Oportunidade desperta interesse de empresas estrangeiras
As empresas dedicadas à atividade já estão percebendo a oportunidade de negócio. No mês passado, a canadense Bitfarms disse que fechou um acordo para acessar diretamente uma usina de energia local para extrair até 210 megawatts de eletricidade movida a gás natural. Uma vez concluída, a operação poderia criar a maior instalação de mineração de bitcoin de toda a América do Sul.

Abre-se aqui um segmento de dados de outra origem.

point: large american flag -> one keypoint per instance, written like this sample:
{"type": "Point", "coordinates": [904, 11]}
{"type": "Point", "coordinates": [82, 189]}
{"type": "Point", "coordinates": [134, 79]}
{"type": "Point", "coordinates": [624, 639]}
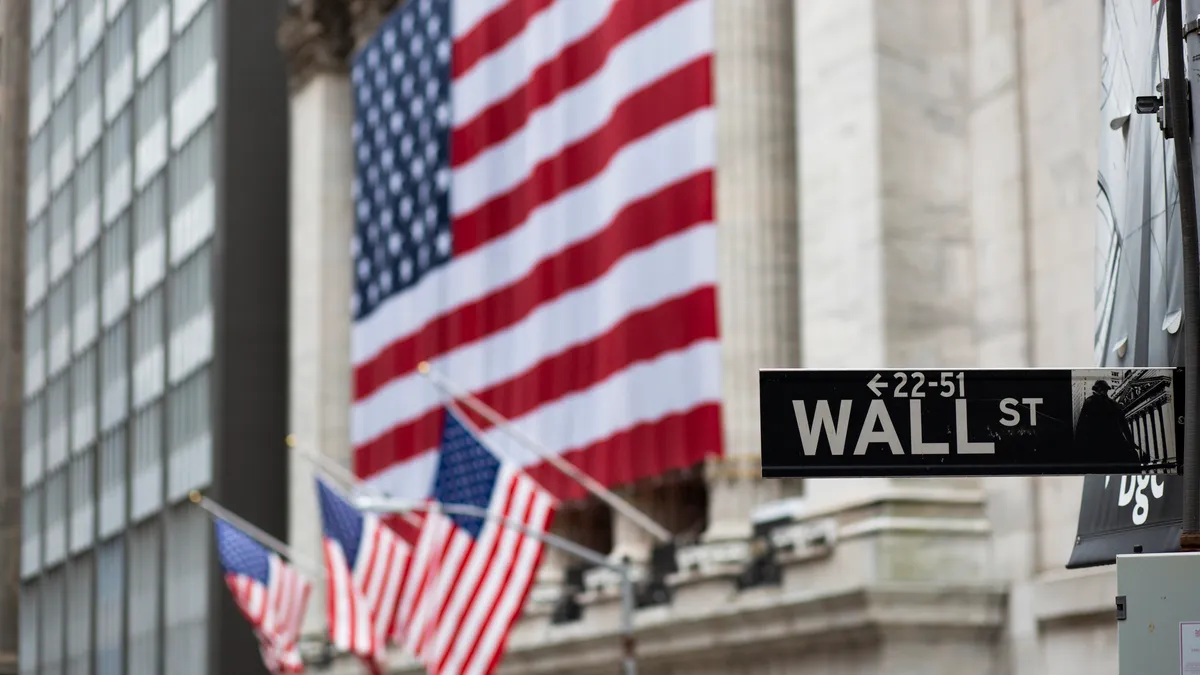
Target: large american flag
{"type": "Point", "coordinates": [365, 563]}
{"type": "Point", "coordinates": [469, 577]}
{"type": "Point", "coordinates": [269, 592]}
{"type": "Point", "coordinates": [534, 216]}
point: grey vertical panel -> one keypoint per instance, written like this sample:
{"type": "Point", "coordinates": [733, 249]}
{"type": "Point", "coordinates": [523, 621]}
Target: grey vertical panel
{"type": "Point", "coordinates": [190, 436]}
{"type": "Point", "coordinates": [31, 532]}
{"type": "Point", "coordinates": [149, 353]}
{"type": "Point", "coordinates": [30, 625]}
{"type": "Point", "coordinates": [35, 351]}
{"type": "Point", "coordinates": [114, 376]}
{"type": "Point", "coordinates": [85, 280]}
{"type": "Point", "coordinates": [115, 270]}
{"type": "Point", "coordinates": [83, 500]}
{"type": "Point", "coordinates": [34, 435]}
{"type": "Point", "coordinates": [189, 537]}
{"type": "Point", "coordinates": [53, 619]}
{"type": "Point", "coordinates": [113, 448]}
{"type": "Point", "coordinates": [111, 608]}
{"type": "Point", "coordinates": [145, 577]}
{"type": "Point", "coordinates": [79, 615]}
{"type": "Point", "coordinates": [147, 470]}
{"type": "Point", "coordinates": [58, 417]}
{"type": "Point", "coordinates": [55, 543]}
{"type": "Point", "coordinates": [83, 401]}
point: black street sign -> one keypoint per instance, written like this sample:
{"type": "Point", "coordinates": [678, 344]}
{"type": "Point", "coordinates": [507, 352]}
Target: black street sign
{"type": "Point", "coordinates": [1020, 422]}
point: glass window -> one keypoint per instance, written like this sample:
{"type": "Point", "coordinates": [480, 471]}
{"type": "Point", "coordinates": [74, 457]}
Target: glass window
{"type": "Point", "coordinates": [64, 49]}
{"type": "Point", "coordinates": [88, 101]}
{"type": "Point", "coordinates": [36, 254]}
{"type": "Point", "coordinates": [85, 279]}
{"type": "Point", "coordinates": [192, 77]}
{"type": "Point", "coordinates": [191, 316]}
{"type": "Point", "coordinates": [145, 579]}
{"type": "Point", "coordinates": [59, 317]}
{"type": "Point", "coordinates": [53, 619]}
{"type": "Point", "coordinates": [27, 650]}
{"type": "Point", "coordinates": [149, 240]}
{"type": "Point", "coordinates": [57, 423]}
{"type": "Point", "coordinates": [83, 500]}
{"type": "Point", "coordinates": [63, 123]}
{"type": "Point", "coordinates": [147, 471]}
{"type": "Point", "coordinates": [189, 536]}
{"type": "Point", "coordinates": [119, 64]}
{"type": "Point", "coordinates": [149, 366]}
{"type": "Point", "coordinates": [114, 378]}
{"type": "Point", "coordinates": [55, 518]}
{"type": "Point", "coordinates": [150, 119]}
{"type": "Point", "coordinates": [192, 202]}
{"type": "Point", "coordinates": [189, 436]}
{"type": "Point", "coordinates": [83, 401]}
{"type": "Point", "coordinates": [91, 25]}
{"type": "Point", "coordinates": [112, 482]}
{"type": "Point", "coordinates": [87, 203]}
{"type": "Point", "coordinates": [118, 166]}
{"type": "Point", "coordinates": [39, 174]}
{"type": "Point", "coordinates": [79, 604]}
{"type": "Point", "coordinates": [41, 18]}
{"type": "Point", "coordinates": [111, 604]}
{"type": "Point", "coordinates": [31, 532]}
{"type": "Point", "coordinates": [60, 234]}
{"type": "Point", "coordinates": [154, 33]}
{"type": "Point", "coordinates": [31, 431]}
{"type": "Point", "coordinates": [39, 87]}
{"type": "Point", "coordinates": [35, 351]}
{"type": "Point", "coordinates": [115, 270]}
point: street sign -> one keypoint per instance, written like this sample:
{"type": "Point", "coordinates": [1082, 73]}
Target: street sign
{"type": "Point", "coordinates": [969, 422]}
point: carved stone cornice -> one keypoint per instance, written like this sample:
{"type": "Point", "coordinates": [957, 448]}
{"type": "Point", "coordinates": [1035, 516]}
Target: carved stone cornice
{"type": "Point", "coordinates": [316, 36]}
{"type": "Point", "coordinates": [366, 16]}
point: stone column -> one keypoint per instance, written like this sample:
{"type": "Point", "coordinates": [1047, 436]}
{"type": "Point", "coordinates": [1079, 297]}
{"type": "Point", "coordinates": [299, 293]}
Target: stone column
{"type": "Point", "coordinates": [756, 210]}
{"type": "Point", "coordinates": [316, 37]}
{"type": "Point", "coordinates": [13, 123]}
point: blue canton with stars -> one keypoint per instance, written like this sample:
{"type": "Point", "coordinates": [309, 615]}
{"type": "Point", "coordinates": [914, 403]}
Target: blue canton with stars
{"type": "Point", "coordinates": [341, 521]}
{"type": "Point", "coordinates": [402, 147]}
{"type": "Point", "coordinates": [240, 554]}
{"type": "Point", "coordinates": [467, 472]}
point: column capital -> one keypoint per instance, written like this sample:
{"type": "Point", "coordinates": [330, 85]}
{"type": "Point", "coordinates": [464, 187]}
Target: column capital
{"type": "Point", "coordinates": [316, 36]}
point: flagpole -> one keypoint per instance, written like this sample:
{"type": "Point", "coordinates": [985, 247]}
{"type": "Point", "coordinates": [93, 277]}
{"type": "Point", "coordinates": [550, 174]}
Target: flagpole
{"type": "Point", "coordinates": [571, 471]}
{"type": "Point", "coordinates": [628, 607]}
{"type": "Point", "coordinates": [256, 533]}
{"type": "Point", "coordinates": [340, 472]}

“Estávamos procurando locais que não usam todos seus sistemas de geração de eletricidade”, disse o Presidente da Bitfarms, Geoffrey Morphy, em uma entrevista à Bloomberg. “A atividade econômica na Argentina está baixa e a energia não está sendo totalmente utilizada. Portanto, é uma situação vantajosa para ambas as partes.”
Porém, os subsídios governamentais não são tão amplos para o setor industrial que a Bitfarms se enquadra. Mesmo assim, o preço de US$ 0,022 por quilowatt-hora que a empresa diz que vai pagar pela eletricidade argentina está muito abaixo da taxa média de mercado de US$ 0,06 por quilowatt-hora, de acordo com Fernandez de Balanz Capital.
“Para certas empresas de energia com fácil acesso a gás, vender eletricidade excedente para mineradores de bitcoin durante parte do ano faz sentido, especialmente se elas, de alguma forma, evitam os controles de câmbio ao receber em dólares fora da Argentina, ou até mesmo em bitcoin”, concluiu.